Ele disse que essas manifestações provinham de Lúcifer, o qual durante muito tempo viveu em Vergy disfarçado no triste cavaleiro Rodolfo, aquele que dizia vir das margens do Reno e que tentara seduzir em vão Margarita de Vergy.

Desde então ele manifesta seu despeito agindo em torno da fortaleza.

Dom Arnaud prometeu celebrar uma Missa de exorcismo no dia seguinte.

Novamente aberta a capela, descobriu-se que as lajes da capela lateral estavam completamente carbonizadas.

Nos anos que se seguiram os visitantes vinham vê-las, com um misto de curiosidade e temor.

Essa estranha noite de Natal continuou a correr de boca em boca durante muito tempo na Borgonha.

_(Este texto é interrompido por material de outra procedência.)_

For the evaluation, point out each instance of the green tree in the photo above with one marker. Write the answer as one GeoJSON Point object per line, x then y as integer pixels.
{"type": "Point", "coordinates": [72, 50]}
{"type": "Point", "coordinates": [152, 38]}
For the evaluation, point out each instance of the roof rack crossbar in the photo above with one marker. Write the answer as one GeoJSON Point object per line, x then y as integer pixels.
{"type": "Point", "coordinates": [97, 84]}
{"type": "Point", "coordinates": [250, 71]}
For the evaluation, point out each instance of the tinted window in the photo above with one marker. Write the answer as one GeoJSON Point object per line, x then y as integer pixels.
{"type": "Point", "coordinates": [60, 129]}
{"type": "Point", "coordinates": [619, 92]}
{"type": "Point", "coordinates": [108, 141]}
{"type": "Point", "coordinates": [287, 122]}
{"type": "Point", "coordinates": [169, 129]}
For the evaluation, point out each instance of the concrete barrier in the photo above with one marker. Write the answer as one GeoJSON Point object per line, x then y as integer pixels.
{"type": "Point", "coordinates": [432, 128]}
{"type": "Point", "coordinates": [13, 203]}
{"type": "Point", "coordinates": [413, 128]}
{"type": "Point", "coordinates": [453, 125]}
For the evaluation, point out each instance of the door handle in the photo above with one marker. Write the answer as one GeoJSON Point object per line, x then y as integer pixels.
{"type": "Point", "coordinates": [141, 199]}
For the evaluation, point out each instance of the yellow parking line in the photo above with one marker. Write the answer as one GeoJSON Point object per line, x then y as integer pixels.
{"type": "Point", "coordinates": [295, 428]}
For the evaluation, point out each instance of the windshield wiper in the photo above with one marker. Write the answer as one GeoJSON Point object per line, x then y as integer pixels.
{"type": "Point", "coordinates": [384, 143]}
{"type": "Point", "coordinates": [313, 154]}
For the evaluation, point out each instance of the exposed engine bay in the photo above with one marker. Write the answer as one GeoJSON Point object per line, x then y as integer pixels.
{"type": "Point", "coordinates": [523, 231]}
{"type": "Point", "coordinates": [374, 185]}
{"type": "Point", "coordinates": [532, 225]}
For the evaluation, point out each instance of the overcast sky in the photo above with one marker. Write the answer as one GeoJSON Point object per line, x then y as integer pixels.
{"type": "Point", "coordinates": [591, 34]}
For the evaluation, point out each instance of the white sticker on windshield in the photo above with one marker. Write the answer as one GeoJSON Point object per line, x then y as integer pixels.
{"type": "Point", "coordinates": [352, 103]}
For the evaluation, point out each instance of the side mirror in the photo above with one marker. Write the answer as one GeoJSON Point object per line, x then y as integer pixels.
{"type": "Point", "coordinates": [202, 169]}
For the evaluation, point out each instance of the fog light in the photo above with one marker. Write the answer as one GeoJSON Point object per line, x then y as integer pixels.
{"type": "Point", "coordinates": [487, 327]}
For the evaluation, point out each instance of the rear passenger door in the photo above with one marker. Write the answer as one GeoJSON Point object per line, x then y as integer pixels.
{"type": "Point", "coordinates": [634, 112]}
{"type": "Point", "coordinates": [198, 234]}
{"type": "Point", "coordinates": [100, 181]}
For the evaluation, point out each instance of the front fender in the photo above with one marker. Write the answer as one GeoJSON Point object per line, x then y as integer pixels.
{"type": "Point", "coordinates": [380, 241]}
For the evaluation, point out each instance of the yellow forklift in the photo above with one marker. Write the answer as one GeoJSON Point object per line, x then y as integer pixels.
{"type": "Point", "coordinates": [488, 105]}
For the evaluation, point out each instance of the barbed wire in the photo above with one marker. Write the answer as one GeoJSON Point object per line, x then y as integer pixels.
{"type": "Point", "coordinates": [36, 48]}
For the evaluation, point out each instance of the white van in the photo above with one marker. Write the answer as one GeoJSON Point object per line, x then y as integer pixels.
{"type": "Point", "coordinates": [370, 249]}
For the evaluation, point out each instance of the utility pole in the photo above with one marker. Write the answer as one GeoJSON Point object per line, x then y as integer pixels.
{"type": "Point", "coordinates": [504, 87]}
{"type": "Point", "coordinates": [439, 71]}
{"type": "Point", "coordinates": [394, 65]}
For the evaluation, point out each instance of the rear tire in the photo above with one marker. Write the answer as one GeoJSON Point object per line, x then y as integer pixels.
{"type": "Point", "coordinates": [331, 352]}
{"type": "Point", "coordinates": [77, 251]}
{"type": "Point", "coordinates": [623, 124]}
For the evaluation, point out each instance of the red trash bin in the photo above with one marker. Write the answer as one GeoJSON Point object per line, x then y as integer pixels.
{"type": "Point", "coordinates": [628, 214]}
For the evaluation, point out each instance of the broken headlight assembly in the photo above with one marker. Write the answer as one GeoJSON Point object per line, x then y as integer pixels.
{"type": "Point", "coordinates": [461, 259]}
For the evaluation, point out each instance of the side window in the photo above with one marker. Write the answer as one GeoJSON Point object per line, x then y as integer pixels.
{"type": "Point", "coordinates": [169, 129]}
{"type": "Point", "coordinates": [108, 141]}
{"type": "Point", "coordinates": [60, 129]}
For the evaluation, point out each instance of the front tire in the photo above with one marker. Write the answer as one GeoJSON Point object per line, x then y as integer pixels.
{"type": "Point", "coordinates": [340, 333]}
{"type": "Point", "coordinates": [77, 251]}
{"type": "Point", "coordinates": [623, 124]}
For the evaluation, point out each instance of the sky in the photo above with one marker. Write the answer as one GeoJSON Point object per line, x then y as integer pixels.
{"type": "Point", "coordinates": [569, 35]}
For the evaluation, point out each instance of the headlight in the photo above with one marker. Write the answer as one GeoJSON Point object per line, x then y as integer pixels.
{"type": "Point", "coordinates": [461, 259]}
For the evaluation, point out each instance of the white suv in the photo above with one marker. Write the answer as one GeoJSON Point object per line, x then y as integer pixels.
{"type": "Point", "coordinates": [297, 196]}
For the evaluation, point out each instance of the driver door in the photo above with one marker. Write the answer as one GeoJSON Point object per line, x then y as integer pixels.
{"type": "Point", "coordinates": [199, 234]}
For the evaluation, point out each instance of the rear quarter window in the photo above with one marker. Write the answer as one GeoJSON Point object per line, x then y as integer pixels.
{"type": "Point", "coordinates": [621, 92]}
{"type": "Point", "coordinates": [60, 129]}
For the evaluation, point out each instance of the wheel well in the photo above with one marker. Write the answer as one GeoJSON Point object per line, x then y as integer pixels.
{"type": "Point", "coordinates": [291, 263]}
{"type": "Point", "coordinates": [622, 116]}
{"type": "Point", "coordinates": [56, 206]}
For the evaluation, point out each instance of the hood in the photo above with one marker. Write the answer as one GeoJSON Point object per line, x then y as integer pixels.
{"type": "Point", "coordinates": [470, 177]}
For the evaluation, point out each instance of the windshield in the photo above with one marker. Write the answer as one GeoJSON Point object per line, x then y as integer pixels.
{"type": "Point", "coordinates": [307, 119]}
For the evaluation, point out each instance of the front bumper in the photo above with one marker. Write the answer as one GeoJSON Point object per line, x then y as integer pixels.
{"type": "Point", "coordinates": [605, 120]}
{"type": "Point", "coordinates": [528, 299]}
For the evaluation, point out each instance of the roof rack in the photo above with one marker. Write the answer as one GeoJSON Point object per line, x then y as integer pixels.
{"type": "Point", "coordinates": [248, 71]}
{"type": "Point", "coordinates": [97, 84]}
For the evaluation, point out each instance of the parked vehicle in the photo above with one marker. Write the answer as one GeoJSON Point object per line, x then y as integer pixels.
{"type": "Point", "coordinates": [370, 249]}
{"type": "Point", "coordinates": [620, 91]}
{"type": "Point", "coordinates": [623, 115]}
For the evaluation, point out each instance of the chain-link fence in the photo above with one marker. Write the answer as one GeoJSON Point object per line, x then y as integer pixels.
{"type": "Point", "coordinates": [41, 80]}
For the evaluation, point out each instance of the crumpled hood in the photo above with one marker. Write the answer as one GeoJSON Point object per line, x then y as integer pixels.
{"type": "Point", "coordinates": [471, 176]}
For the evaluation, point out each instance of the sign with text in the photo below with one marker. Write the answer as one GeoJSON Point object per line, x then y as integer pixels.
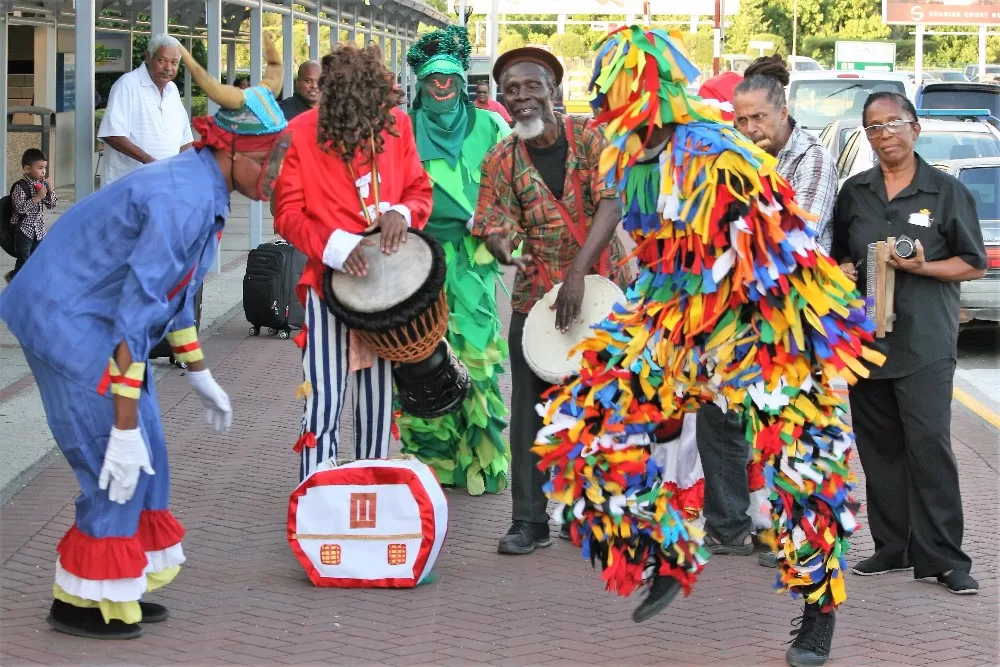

Mas o demônio achava que não tinha desabafado todo seu ódio contra a poderosa fortaleza de Vergy.

E encontrou um instrumento no rei Henrique IV, que foi um caudilho protestante nas guerras de religião.

Esse rei ordenou destruir o castelo. Ao canteiro da demolição viu-se então chegar um homem extremamente alto, de força hercúlea, que assumia trabalhos desmesurados; destruía com tanto zelo que nem olhava para as horas suplementares.

Até se comenta no vale de Vergy que em todos os anos, durante a noite de Natal, estranhos fogos faiscantes e espectros de sans-culottes fazem uma sarabanda por cima das ruínas do castelo.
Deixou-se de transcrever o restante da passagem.